Homework 5: Memoization and Graphs

Please document all of your classes and methods with Javadoc for this assignment.

1 Problem 1: Lehvenstein Distance

Have you ever used a software application (such as a text-messaging tool) that tries to automatically correct or complete your typing? For example, if I typed "Jaca" in a smartphone, the editor might list "Java" as an alternative. Such applications find alternatives using a measure of the "closeness" of two words. One standard metric for closeness is called Levenshtein distance. For this problem, you will write a memoized function to compute the Levenshtein distance between two strings.

Levenshtein distance computes how many operations it would take to convert one string into another. Valid operations here include inserting a character, deleting a character or substituting one single character with another. For example, we could convert "baking" to "masking" by (1) changing "b" to "m" and (2) inserting an "s".
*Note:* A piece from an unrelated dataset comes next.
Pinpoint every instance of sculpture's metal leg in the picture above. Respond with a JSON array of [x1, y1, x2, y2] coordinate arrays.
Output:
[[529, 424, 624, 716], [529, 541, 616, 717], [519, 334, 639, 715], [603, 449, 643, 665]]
Intuitively, the algorithm compares all the prefixes of the two strings, computing the minimum number of operations needed to convert from one prefix to another (since the operations are all invertible, we get the same number regardless of whether we convert from prefix A to prefix B or from prefix B to prefix A). You can visualize this through a matrix. The characters of one string label the columns; the characters of the other label the rows (with an additional column/row at the left and top for the empty prefix). Each cell contains a number that indicates the minimum number of edits needed to convert between the prefixes up to that cell’s row and column. The Wikipedia description of Levenshtein distance shows a complete example.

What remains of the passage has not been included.